Classification | Material | Tonnage (Kt) | Grade | Contained Metal | ||||||||
Au (g/t) | Cu (%) | Au (Koz) | Cu (Klb) | |||||||||
Measured | Oxide | 850 | 0.37 | 0.13 | 11 | 2,475 | ||||||
Indicated | Oxide | 15,200 | 0.36 | 0.10 | 192 | 34,048 | ||||||
Total M+I | Oxide | 16,050 | 0.36 | 0.10 | 203 | 36,523 | ||||||
Inferred | Oxide | 3,410 | 0.32 | 0.03 | 38 | 2,292 |
Notes to all above tables:
- Dollar equivalent cut-offs based upon the following calculation Dollar Eq = (Au * recovery * price) + (Cu * recovery * price), using the following inputs:
- Au Recovery in oxide 70%,
- Cu Recovery in oxide 0%
- Cu Recovery in mixed & fresh 90%
- Au Recovery in mixed & fresh 83%
- Spot metal prices effective 17 June 2013 (Au = US$1,385/oz, Cu = US$3.18/lb)

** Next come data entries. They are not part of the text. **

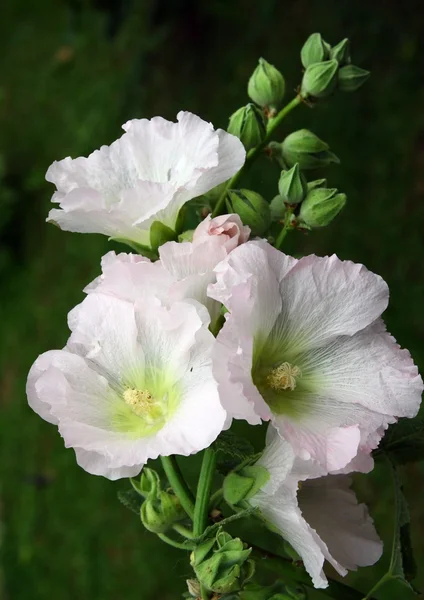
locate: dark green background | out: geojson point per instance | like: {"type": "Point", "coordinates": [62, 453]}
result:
{"type": "Point", "coordinates": [72, 73]}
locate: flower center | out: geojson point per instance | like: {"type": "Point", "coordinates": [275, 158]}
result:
{"type": "Point", "coordinates": [284, 377]}
{"type": "Point", "coordinates": [141, 402]}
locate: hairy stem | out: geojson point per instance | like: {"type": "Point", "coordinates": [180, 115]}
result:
{"type": "Point", "coordinates": [254, 152]}
{"type": "Point", "coordinates": [178, 484]}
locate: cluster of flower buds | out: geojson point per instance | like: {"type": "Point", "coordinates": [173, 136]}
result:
{"type": "Point", "coordinates": [222, 563]}
{"type": "Point", "coordinates": [160, 509]}
{"type": "Point", "coordinates": [328, 68]}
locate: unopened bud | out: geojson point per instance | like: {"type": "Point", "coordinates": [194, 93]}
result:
{"type": "Point", "coordinates": [266, 86]}
{"type": "Point", "coordinates": [278, 208]}
{"type": "Point", "coordinates": [253, 210]}
{"type": "Point", "coordinates": [292, 185]}
{"type": "Point", "coordinates": [319, 79]}
{"type": "Point", "coordinates": [320, 207]}
{"type": "Point", "coordinates": [314, 50]}
{"type": "Point", "coordinates": [308, 150]}
{"type": "Point", "coordinates": [248, 124]}
{"type": "Point", "coordinates": [351, 78]}
{"type": "Point", "coordinates": [341, 52]}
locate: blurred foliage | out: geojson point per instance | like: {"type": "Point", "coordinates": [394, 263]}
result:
{"type": "Point", "coordinates": [72, 72]}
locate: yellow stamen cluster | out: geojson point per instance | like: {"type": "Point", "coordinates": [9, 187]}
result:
{"type": "Point", "coordinates": [284, 377]}
{"type": "Point", "coordinates": [140, 401]}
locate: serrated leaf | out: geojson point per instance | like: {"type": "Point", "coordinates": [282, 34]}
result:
{"type": "Point", "coordinates": [404, 441]}
{"type": "Point", "coordinates": [131, 499]}
{"type": "Point", "coordinates": [231, 450]}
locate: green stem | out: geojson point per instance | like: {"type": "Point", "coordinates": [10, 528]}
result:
{"type": "Point", "coordinates": [184, 531]}
{"type": "Point", "coordinates": [285, 230]}
{"type": "Point", "coordinates": [201, 509]}
{"type": "Point", "coordinates": [254, 152]}
{"type": "Point", "coordinates": [175, 544]}
{"type": "Point", "coordinates": [178, 484]}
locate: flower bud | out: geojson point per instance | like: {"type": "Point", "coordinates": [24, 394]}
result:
{"type": "Point", "coordinates": [319, 79]}
{"type": "Point", "coordinates": [316, 183]}
{"type": "Point", "coordinates": [266, 85]}
{"type": "Point", "coordinates": [278, 208]}
{"type": "Point", "coordinates": [351, 78]}
{"type": "Point", "coordinates": [314, 50]}
{"type": "Point", "coordinates": [320, 207]}
{"type": "Point", "coordinates": [307, 149]}
{"type": "Point", "coordinates": [248, 124]}
{"type": "Point", "coordinates": [243, 484]}
{"type": "Point", "coordinates": [341, 52]}
{"type": "Point", "coordinates": [159, 512]}
{"type": "Point", "coordinates": [221, 564]}
{"type": "Point", "coordinates": [292, 185]}
{"type": "Point", "coordinates": [253, 210]}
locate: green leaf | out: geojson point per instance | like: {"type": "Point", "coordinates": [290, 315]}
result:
{"type": "Point", "coordinates": [131, 499]}
{"type": "Point", "coordinates": [404, 441]}
{"type": "Point", "coordinates": [231, 450]}
{"type": "Point", "coordinates": [402, 563]}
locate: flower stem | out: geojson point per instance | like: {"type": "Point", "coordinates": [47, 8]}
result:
{"type": "Point", "coordinates": [204, 487]}
{"type": "Point", "coordinates": [201, 509]}
{"type": "Point", "coordinates": [178, 484]}
{"type": "Point", "coordinates": [253, 153]}
{"type": "Point", "coordinates": [175, 544]}
{"type": "Point", "coordinates": [285, 230]}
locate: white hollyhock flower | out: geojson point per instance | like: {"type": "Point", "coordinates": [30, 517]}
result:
{"type": "Point", "coordinates": [184, 270]}
{"type": "Point", "coordinates": [145, 176]}
{"type": "Point", "coordinates": [304, 347]}
{"type": "Point", "coordinates": [134, 382]}
{"type": "Point", "coordinates": [317, 513]}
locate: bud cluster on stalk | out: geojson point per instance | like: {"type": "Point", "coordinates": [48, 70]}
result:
{"type": "Point", "coordinates": [328, 68]}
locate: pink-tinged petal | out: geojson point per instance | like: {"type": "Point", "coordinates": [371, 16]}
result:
{"type": "Point", "coordinates": [146, 175]}
{"type": "Point", "coordinates": [229, 229]}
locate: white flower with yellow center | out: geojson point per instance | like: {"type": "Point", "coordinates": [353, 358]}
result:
{"type": "Point", "coordinates": [304, 347]}
{"type": "Point", "coordinates": [317, 513]}
{"type": "Point", "coordinates": [147, 175]}
{"type": "Point", "coordinates": [134, 382]}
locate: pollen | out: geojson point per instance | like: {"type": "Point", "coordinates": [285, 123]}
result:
{"type": "Point", "coordinates": [140, 401]}
{"type": "Point", "coordinates": [284, 377]}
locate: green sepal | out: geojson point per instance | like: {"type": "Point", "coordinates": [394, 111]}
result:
{"type": "Point", "coordinates": [266, 86]}
{"type": "Point", "coordinates": [319, 79]}
{"type": "Point", "coordinates": [253, 210]}
{"type": "Point", "coordinates": [160, 234]}
{"type": "Point", "coordinates": [292, 185]}
{"type": "Point", "coordinates": [314, 50]}
{"type": "Point", "coordinates": [248, 124]}
{"type": "Point", "coordinates": [351, 78]}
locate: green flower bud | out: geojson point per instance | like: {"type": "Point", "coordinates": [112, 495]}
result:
{"type": "Point", "coordinates": [186, 236]}
{"type": "Point", "coordinates": [276, 152]}
{"type": "Point", "coordinates": [319, 79]}
{"type": "Point", "coordinates": [159, 512]}
{"type": "Point", "coordinates": [253, 210]}
{"type": "Point", "coordinates": [160, 234]}
{"type": "Point", "coordinates": [317, 183]}
{"type": "Point", "coordinates": [222, 563]}
{"type": "Point", "coordinates": [266, 86]}
{"type": "Point", "coordinates": [314, 50]}
{"type": "Point", "coordinates": [351, 78]}
{"type": "Point", "coordinates": [341, 52]}
{"type": "Point", "coordinates": [292, 185]}
{"type": "Point", "coordinates": [243, 484]}
{"type": "Point", "coordinates": [278, 208]}
{"type": "Point", "coordinates": [248, 124]}
{"type": "Point", "coordinates": [320, 207]}
{"type": "Point", "coordinates": [307, 149]}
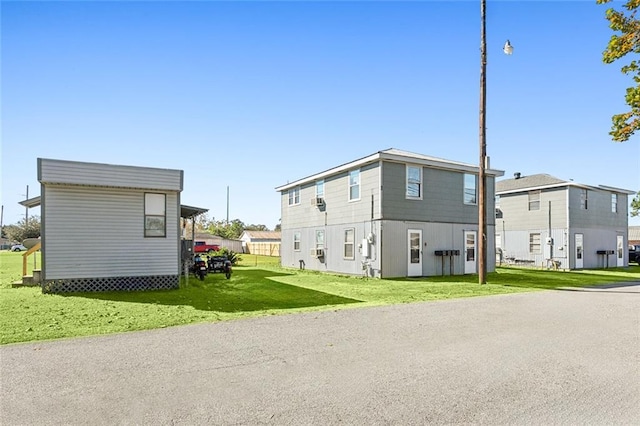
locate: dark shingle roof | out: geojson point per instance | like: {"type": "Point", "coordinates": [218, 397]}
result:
{"type": "Point", "coordinates": [528, 182]}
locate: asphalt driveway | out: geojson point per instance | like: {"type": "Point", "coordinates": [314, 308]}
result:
{"type": "Point", "coordinates": [554, 357]}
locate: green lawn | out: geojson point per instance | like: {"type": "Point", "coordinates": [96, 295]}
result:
{"type": "Point", "coordinates": [258, 287]}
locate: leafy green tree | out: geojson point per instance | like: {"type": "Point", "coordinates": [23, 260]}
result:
{"type": "Point", "coordinates": [229, 230]}
{"type": "Point", "coordinates": [23, 229]}
{"type": "Point", "coordinates": [635, 205]}
{"type": "Point", "coordinates": [625, 40]}
{"type": "Point", "coordinates": [256, 228]}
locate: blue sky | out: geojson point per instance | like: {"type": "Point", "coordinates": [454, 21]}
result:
{"type": "Point", "coordinates": [252, 95]}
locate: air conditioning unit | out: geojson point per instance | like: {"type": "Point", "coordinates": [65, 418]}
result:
{"type": "Point", "coordinates": [317, 252]}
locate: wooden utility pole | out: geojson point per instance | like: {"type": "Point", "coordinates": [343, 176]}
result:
{"type": "Point", "coordinates": [482, 207]}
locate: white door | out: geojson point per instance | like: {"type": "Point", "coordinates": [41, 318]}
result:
{"type": "Point", "coordinates": [470, 252]}
{"type": "Point", "coordinates": [414, 239]}
{"type": "Point", "coordinates": [620, 251]}
{"type": "Point", "coordinates": [579, 251]}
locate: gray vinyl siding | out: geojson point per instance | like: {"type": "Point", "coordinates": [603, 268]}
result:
{"type": "Point", "coordinates": [337, 209]}
{"type": "Point", "coordinates": [334, 260]}
{"type": "Point", "coordinates": [92, 232]}
{"type": "Point", "coordinates": [516, 213]}
{"type": "Point", "coordinates": [436, 236]}
{"type": "Point", "coordinates": [442, 196]}
{"type": "Point", "coordinates": [594, 240]}
{"type": "Point", "coordinates": [93, 174]}
{"type": "Point", "coordinates": [598, 213]}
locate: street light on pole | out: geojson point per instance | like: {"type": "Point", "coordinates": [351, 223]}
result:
{"type": "Point", "coordinates": [483, 163]}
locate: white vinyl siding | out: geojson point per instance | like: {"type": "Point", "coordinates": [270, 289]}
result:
{"type": "Point", "coordinates": [296, 241]}
{"type": "Point", "coordinates": [534, 243]}
{"type": "Point", "coordinates": [349, 243]}
{"type": "Point", "coordinates": [116, 176]}
{"type": "Point", "coordinates": [92, 232]}
{"type": "Point", "coordinates": [155, 215]}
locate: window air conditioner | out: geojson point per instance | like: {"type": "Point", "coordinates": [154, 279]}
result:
{"type": "Point", "coordinates": [317, 252]}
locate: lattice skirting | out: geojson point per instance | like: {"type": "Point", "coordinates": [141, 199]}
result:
{"type": "Point", "coordinates": [155, 282]}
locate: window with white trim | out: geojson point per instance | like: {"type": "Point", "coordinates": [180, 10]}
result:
{"type": "Point", "coordinates": [534, 200]}
{"type": "Point", "coordinates": [296, 241]}
{"type": "Point", "coordinates": [320, 188]}
{"type": "Point", "coordinates": [155, 215]}
{"type": "Point", "coordinates": [319, 239]}
{"type": "Point", "coordinates": [414, 182]}
{"type": "Point", "coordinates": [584, 199]}
{"type": "Point", "coordinates": [349, 243]}
{"type": "Point", "coordinates": [354, 185]}
{"type": "Point", "coordinates": [470, 189]}
{"type": "Point", "coordinates": [294, 196]}
{"type": "Point", "coordinates": [534, 242]}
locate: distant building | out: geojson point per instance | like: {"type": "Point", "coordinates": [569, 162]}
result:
{"type": "Point", "coordinates": [546, 221]}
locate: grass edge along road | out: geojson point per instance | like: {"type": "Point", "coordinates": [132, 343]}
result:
{"type": "Point", "coordinates": [258, 287]}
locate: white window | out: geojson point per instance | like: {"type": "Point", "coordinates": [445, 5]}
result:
{"type": "Point", "coordinates": [584, 195]}
{"type": "Point", "coordinates": [414, 182]}
{"type": "Point", "coordinates": [296, 241]}
{"type": "Point", "coordinates": [534, 200]}
{"type": "Point", "coordinates": [320, 188]}
{"type": "Point", "coordinates": [319, 239]}
{"type": "Point", "coordinates": [155, 217]}
{"type": "Point", "coordinates": [294, 196]}
{"type": "Point", "coordinates": [349, 240]}
{"type": "Point", "coordinates": [354, 185]}
{"type": "Point", "coordinates": [470, 189]}
{"type": "Point", "coordinates": [534, 242]}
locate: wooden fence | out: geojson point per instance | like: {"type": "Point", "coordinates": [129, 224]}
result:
{"type": "Point", "coordinates": [264, 249]}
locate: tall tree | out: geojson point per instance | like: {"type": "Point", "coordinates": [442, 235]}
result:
{"type": "Point", "coordinates": [624, 41]}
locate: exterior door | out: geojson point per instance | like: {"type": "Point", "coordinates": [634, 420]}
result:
{"type": "Point", "coordinates": [414, 240]}
{"type": "Point", "coordinates": [579, 251]}
{"type": "Point", "coordinates": [470, 249]}
{"type": "Point", "coordinates": [620, 251]}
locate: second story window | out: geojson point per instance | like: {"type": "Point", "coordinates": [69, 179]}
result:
{"type": "Point", "coordinates": [155, 215]}
{"type": "Point", "coordinates": [534, 200]}
{"type": "Point", "coordinates": [584, 195]}
{"type": "Point", "coordinates": [354, 185]}
{"type": "Point", "coordinates": [534, 243]}
{"type": "Point", "coordinates": [294, 196]}
{"type": "Point", "coordinates": [320, 188]}
{"type": "Point", "coordinates": [414, 182]}
{"type": "Point", "coordinates": [470, 189]}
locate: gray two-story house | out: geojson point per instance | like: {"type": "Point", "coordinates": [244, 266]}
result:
{"type": "Point", "coordinates": [390, 214]}
{"type": "Point", "coordinates": [545, 221]}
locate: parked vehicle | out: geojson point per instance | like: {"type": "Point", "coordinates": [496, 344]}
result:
{"type": "Point", "coordinates": [220, 264]}
{"type": "Point", "coordinates": [634, 254]}
{"type": "Point", "coordinates": [203, 247]}
{"type": "Point", "coordinates": [199, 267]}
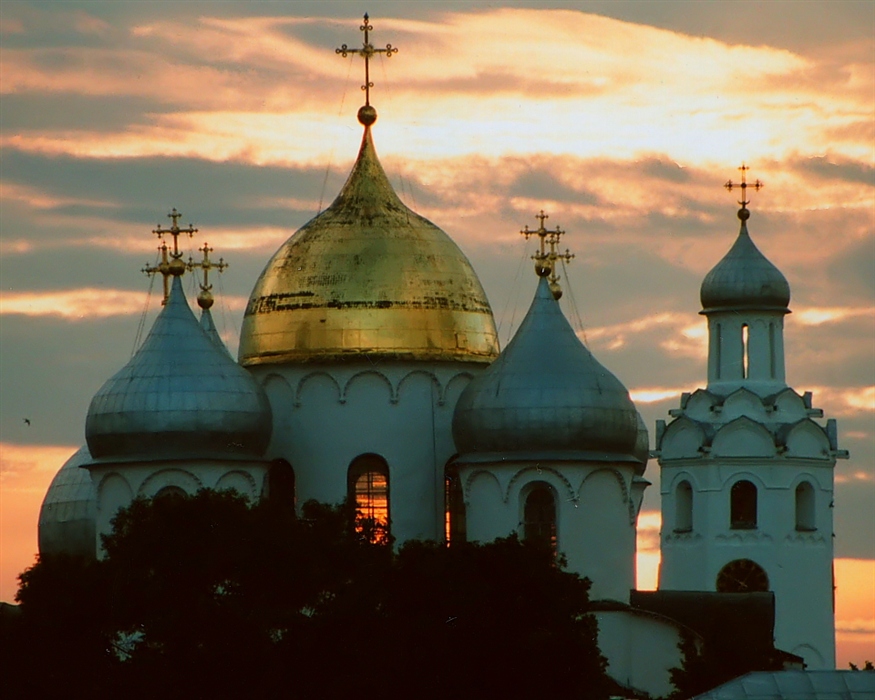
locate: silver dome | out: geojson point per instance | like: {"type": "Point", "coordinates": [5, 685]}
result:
{"type": "Point", "coordinates": [180, 395]}
{"type": "Point", "coordinates": [744, 279]}
{"type": "Point", "coordinates": [547, 397]}
{"type": "Point", "coordinates": [69, 510]}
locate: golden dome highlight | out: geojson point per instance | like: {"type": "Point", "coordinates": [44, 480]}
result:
{"type": "Point", "coordinates": [368, 277]}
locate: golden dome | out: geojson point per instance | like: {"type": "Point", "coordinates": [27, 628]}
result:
{"type": "Point", "coordinates": [368, 277]}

- Oxide resource cut-off reduced to US$8 for assumed lower operating costs.
- In-situ density of 2.15t/m3 oxide 2.45 t/m3 fresh.
- Numbers may not add exactly due to rounding
- Mineral resources that are not mineral reserves do not have demonstrated economic viability. The estimate of mineral resources may be materially affected by environmental, permitting, legal, title, taxation, socio-political, marketing, or other relevant issues. The mineral resources in this news release were estimated using current Canadian Institute of Mining, Metallurgy and Petroleum (CIM) standards, definitions and guidelines.
Sampling, Analyses and Quality Assurance and Quality Control ("QAQC")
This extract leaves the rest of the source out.